German Chancellor Otto von Bismark's creation of a social insurance system in the 19th century spread through Europe. After the devastation of World War I, few questioned its need. In the U.S., Franklin Roosevelt's Social Security system was seen as an antidote to the Depression. The public's three-decade support for the idea allowed Lyndon Johnson to pass the Medicare and Medicaid entitlements even in the absence of an economic crisis.
Going back at least to the Breaux-Thomas Medicare Commission in 1999, endless learned bodies have warned that the U.S. entitlement scheme of Social Security, Medicare and Medicaid is financially unsupportable. Of Medicare, Rep. Bill Thomas said at the time, "One of the biggest problems is that the government tries to administer 10,000 prices in 3,000 counties, and it gets it wrong most of the time." But change never comes.
Medicaid is the worst medicine in the United States.
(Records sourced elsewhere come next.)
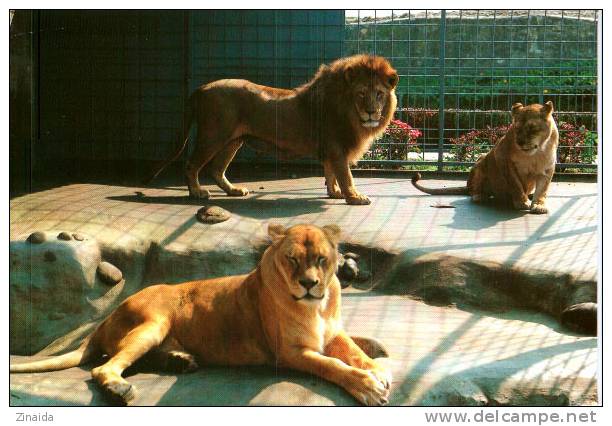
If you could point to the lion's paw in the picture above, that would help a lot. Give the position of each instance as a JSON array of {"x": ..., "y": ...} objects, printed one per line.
[
  {"x": 335, "y": 194},
  {"x": 538, "y": 209},
  {"x": 181, "y": 362},
  {"x": 358, "y": 200},
  {"x": 520, "y": 205},
  {"x": 237, "y": 192}
]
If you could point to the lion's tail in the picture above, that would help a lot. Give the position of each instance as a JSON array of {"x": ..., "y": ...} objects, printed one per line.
[
  {"x": 459, "y": 190},
  {"x": 187, "y": 121},
  {"x": 71, "y": 359}
]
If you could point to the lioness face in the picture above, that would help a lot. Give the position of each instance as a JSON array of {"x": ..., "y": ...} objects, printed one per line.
[
  {"x": 307, "y": 257},
  {"x": 532, "y": 124}
]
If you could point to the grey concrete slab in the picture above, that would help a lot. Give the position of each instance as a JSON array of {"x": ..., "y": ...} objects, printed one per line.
[{"x": 439, "y": 355}]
It grinds on. Doctors in droves are withdrawing from Medicare. No matter. It all lives on.
An established political idea is like a vampire. Facts, opinions, votes, garlic: Nothing can make it die.
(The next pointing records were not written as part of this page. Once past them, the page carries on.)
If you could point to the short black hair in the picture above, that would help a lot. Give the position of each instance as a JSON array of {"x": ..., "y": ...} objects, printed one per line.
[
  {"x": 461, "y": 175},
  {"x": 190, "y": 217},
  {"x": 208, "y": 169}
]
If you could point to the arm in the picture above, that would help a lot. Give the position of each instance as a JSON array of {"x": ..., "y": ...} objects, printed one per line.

But there is one thing that can kill an established political idea. It will die if the public that embraced it abandons it.
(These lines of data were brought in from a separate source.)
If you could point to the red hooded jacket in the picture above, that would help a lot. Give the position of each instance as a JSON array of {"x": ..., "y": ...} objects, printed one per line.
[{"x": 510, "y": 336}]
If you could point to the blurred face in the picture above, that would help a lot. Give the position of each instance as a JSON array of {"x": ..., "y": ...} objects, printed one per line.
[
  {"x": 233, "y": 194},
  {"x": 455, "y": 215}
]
Six months ago, that didn't seem likely. Now it does.
The public's dislike of ObamaCare isn't growing with every new poll for reasons of philosophical attachment to notions of liberty and choice. Fear of ObamaCare is growing because a cascade of news suggests that ObamaCare is an impending catastrophe.
Big labor unions and smaller franchise restaurant owners want out. UPS dropped coverage for employed spouses. Corporations such as Walgreens and IBMIBM -1.73% are transferring employees or retirees into private insurance exchanges. Because of ObamaCare, the Cleveland Clinic has announced early retirements for staff and possible layoffs. The federal government this week made public its estimate of premium costs for the federal health-care exchanges. It is a morass, revealing the law's underappreciated operational complexity.
But ObamaCare's Achilles' heel is technology. The software glitches are going to drive people insane.
Creating really large software for institutions is hard. Creating big software that can communicate across unrelated institutions is unimaginably hard. ObamaCare's software has to communicate—accurately—across a mind-boggling array of institutions: HHS, the IRS, Medicare, the state-run exchanges, and a whole galaxy of private insurers' and employers' software systems.
Recalling Rep. Thomas's 1999 remark about Medicare setting prices for 3,000 counties, there is already mispricing of ObamaCare's insurance policies inside the exchanges set up in the states.
The odds of ObamaCare's eventual self-collapse look stronger every day. After that happens, then what? Try truly universal health insurance? Not bloody likely if the aghast U.S. public has any say.
Wonder Land columnist Dan Henninger on why the failure of universal healthcare may finally discredit the broader entitlement state. Photos: Associated Press
Enacted with zero Republican votes, ObamaCare is the solely owned creation of the Democrats' belief in their own limitless powers to fashion goodness out of legislated entitlements. Sometimes social experiments go wrong. In the end, the only one who supported Frankenstein was Dr. Frankenstein. The Democrats in 2014 should by all means be asked relentlessly to defend their monster.
Republicans and conservatives, instead of tilting at the defunding windmill, should be working now to present the American people with the policy ideas that will emerge inevitably when ObamaCare's declines. The system of private insurance exchanges being adopted by the likes of Walgreens suggests a parallel alternative to ObamaCare may be happening already.
If Republicans feel they must "do something" now, they could get behind Sen. David Vitter's measure to force Congress to enter the burning ObamaCare castle along with the rest of the American people. Come 2017, they can repeal the ruins.
The discrediting of the entitlement state begins next Tuesday. Let it happen.